In de 17e en 18e eeuw bleef de liefde voor de natuur nog beperkt tot de buitenplaatsen van rijke stedelingen in ’s-Graveland en in kuststrook van de Zuiderzee. Dat waren geordende oases in een woeste en lege omgeving. Geleidelijk aan veranderde dat negatieve beeld in een positief, romantisch beeld van het platteland (en de plattelanders).
Schilderij
Onder de eersten die het schrale Gooise landschap en zijn stugge bewoners waardeerden, bevonden zich enkele romantische schilders. Jan van Ravenswaay, schilderde de natuur rondom Hilversum. Barend Cornelis Koekkoek, die de natuur omschreef als ‘het volmaakte schilderij’. Veel later belande Jozef Israëls, op zijn zoektocht naar ongerepte natuur en een onbedorven boerenleven, als een van de eerste schilders in het pittoreske Laren. Na hem volgden een lange rij kunstenaars uit binnen- en buitenland. Een centrale rol in de opkomst van het Gooi als stek voor schilders en andere kunstenaars speelde de Larense hotelhouder Jan Hamdorff. Schilders en schrijvers raakten in de 19e eeuw geïnteresseerd in de pittoreske ‘woeste gronden’. Twee natuurliefhebbers slaagden erin om het Naardermeer te redden uit handen van de gemeente Amsterdam, die de ‘waardeloze plas’ wilde dempen met huisvuil en afval.

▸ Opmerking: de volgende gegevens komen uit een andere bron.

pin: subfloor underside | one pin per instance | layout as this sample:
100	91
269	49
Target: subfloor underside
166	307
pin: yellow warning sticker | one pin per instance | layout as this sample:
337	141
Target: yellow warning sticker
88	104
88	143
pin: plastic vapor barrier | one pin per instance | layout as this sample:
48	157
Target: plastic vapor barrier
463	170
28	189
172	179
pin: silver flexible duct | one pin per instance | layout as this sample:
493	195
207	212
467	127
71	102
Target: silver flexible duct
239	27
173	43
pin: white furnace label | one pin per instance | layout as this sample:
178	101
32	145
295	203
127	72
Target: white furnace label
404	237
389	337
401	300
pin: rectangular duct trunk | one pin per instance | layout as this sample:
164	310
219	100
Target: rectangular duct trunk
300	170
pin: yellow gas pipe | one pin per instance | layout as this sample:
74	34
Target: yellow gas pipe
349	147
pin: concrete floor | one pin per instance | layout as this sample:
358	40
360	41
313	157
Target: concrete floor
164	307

Het Naardermeer werd daarmee (in 1906) het eerste natuurmonument van Nederland.
Dagjesmensen
Gaandeweg kreeg ook het grote publiek langzamerhand belangstelling voor de Gooise natuur. De uitgestrekte bossen van de landgoederen en zelfs de ‘stille’ heide trokken, vooral op zondag, steeds meer dagjesmensen, uit het Gooi, maar ook uit Amsterdam. De Oosterspoorweg en de Gooise Stoomtram Maatschappij hadden een belangrijke bijdrage in de ontsluiting van het gebied. Niet alleen voor toeristen, maar ook voor een groeiende stroom forenzen en nieuwe bewoners.
In de volgende jaren ontwikkelden Hilversum en Bussum zich tot flinke forenzen gemeenten met een groeiende industrie. Een van de gevolgen van de komst van het spoor was bijvoorbeeld de verhuizing van de chocoladefabriek Bensdorp van Amsterdam naar Bussum.

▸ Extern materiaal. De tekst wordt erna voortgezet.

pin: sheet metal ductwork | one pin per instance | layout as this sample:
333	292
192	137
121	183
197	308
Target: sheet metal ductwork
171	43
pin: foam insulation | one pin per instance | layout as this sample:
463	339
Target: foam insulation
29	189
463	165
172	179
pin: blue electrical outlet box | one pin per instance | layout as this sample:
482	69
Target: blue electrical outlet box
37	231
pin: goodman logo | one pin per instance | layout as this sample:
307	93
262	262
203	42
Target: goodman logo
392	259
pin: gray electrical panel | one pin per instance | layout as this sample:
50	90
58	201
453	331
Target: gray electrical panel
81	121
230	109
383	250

Later volgde ook nog de Gooische Stoomtram, die vanuit Amsterdam via Muiderberg de verbinding legde tussen de Gooise plaatsen. De trams waren populair onder de dagjesmensen. Mede door de ontsluiting per spoor groeiden de Gooise dorpen binnen enkele tientallen jaren uit tot flinke kernen met onder meer uitgestrekte villaparken, die bijdroegen aan de lommerrijke aanblik van het Gooi.
Industrie
Ondertussen zette, in het eerste kwart van de 20e eeuw, de neergang van het traditionele agrarische bedrijf door. Akkers werden verkocht voor bouwterrein, de visserij in Huizen halveerde in korte tijd. Middenstand en industrie kwamen op. Vooral de industrie zorgde voor een enorme toename aan aantal inwoners, vooral in Hilversum. De groei van de bevolking stelde de gemeentebesturen voor de opdracht om meer woningen, scholen en andere voorzieningen te bouwen. Maar de groeiende bevolking had ook behoefte aan ontspanning in de vrije natuur.
Projectontwikkelaars
Het grootste deel van de heiden, weiden en akkers was in het begin van de vorige eeuw nog in het bezit van Stad en Lande van Gooiland. Omdat het merendeel van de erfgooiers maar weinig oog voor de natuur hadden en meer voor eventuele verdiensten, werd gevreesd dat zij grote stukken grond zouden verkopen, aan om bouwruimte snakkende gemeenten of aan projectontwikkelaars die brood zagen in de aanleg van villa wijken.
De oprukkende bebouwing zou ten koste gaan van de grootste troef van het Gooi, de natuur. De zes Gooise gemeenten probeerden daar gezamenlijk een stokje voor te steken. Hieruit ontstond de Stichting Gooisch Natuurreservaat.